SB 718 – California

Status: Enacted
Year Introduced: 2021
Link: https://leginfo.legislature.ca.gov/faces/billNavClient.xhtml?bill_id=202120220SB718

Health care coverage: small employer groups.
(1) Existing law, the Knox-Keene Health Care Service Plan Act of 1975, provides for the licensure and regulation of health care service plans by the Department of Managed Health Care and makes a willful violation of the act a crime. Existing law also provides for the regulation of health insurers by the Department of Insurance. Existing law provides for the regulation of individual, small employer, grandfathered small employer, and nongrandfathered small employer health care service plan contracts and health insurance policies, as defined.
Existing federal law, the federal Employee Retirement Income Security Act of 1974 (ERISA), authorizes multiple employer welfare arrangements (MEWAs) in which 2 or more employers join together to provide health care coverage for employees or to their beneficiaries. Under existing state law, the status of each distinct member of an association determines whether that member’s association coverage is individual, small group, or large group health coverage.
This bill, until January 1, 2026, would authorize an association of employers to offer a large group health care service plan contract or large group health insurance policy to small group employer members of the association consistent with ERISA if certain requirements are met, including that the association is the sponsor of a MEWA that has offered a large group health care service plan contract since January 1, 2012, in connection with an employee welfare benefit plan under ERISA, provides a specified level of coverage, and includes coverage for common law employees, and their dependents, who are employed by an association member in the biomedical industry with operations in California. The bill would also require the association to be an organization with business and organizational purposes unrelated to the provision of health care benefits and would require the participating employers to have a commonality of interests from being in the same industry, as specified. The bill would require the large group health care service plan contract or health insurance policy to be treated as a single-risk-rated contract or policy that would not condition premium rates or eligibility on health status, as prescribed.
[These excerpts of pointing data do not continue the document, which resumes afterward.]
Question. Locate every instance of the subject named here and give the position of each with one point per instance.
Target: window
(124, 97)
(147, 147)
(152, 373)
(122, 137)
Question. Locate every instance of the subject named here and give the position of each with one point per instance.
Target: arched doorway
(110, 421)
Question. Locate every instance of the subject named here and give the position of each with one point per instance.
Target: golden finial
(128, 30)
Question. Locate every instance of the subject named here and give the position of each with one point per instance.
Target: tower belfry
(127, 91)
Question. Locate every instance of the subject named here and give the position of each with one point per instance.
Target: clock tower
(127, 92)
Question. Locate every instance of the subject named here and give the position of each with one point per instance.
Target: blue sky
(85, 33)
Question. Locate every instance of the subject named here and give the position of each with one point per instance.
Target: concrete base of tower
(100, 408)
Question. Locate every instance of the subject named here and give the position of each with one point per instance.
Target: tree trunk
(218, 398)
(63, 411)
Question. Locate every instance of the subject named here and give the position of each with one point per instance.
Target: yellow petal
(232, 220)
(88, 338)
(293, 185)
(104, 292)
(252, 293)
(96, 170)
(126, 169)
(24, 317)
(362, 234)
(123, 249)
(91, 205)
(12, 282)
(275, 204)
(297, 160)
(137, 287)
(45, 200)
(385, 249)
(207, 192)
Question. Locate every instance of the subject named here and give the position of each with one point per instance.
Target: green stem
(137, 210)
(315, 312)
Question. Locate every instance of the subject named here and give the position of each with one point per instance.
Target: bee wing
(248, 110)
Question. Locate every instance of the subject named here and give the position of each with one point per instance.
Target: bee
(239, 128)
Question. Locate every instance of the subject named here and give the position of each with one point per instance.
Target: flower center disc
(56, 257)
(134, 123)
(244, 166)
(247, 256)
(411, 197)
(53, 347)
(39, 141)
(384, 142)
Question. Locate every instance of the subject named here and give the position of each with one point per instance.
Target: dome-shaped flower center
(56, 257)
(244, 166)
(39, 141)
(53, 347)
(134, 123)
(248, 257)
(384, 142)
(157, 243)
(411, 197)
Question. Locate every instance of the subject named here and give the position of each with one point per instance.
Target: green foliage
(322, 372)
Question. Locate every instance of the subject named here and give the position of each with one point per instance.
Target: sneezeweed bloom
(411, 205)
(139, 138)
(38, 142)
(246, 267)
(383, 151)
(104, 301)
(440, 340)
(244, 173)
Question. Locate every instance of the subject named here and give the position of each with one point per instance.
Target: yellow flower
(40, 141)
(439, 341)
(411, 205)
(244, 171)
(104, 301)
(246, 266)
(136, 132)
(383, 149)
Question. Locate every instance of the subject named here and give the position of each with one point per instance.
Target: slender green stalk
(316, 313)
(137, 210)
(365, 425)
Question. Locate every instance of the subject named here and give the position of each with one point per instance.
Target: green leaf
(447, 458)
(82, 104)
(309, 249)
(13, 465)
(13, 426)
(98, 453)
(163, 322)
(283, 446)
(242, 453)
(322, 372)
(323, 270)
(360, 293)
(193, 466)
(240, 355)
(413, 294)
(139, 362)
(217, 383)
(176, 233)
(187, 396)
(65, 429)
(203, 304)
The bill would require the association and the MEWA to file applications for registration with the appropriate department on or before June 1, 2022, and would impose specified coverage restrictions on an association and MEWA that fail to register or comply with the annual filing requirements imposed by the bill. The bill would repeal these provisions on January 1, 2026.
The bill, until January 1, 2026, would prohibit a health care service plan or health insurer, on and after June 1, 2022, from marketing, issuing, amending, renewing, or delivering large employer health care service plan or health insurance coverage to any association or MEWA that provides a benefit to a resident in this state unless the association and MEWA have registered and are in compliance with the requirements described above, or have filed applications for registration, as specified, that are pending with the department. The bill would authorize the Department of Managed Health Care and the Department of Insurance to issue guidance to health care service plans and health insurers regarding these requirements, as specified. Because a violation of this prohibition by a health care service plan would be a crime, the bill would create a state-mandated local program.
(2) This bill would incorporate additional changes to Section 1357.503 of the Health and Safety Code and Section 10753.05 of the Insurance Code proposed by SB 255 and SB 326 to be operative only if this bill and SB 255, SB 326, or both are enacted and this bill is enacted last.
(3) The California Constitution requires the state to reimburse local agencies and school districts for certain costs mandated by the state. Statutory provisions establish procedures for making that reimbursement.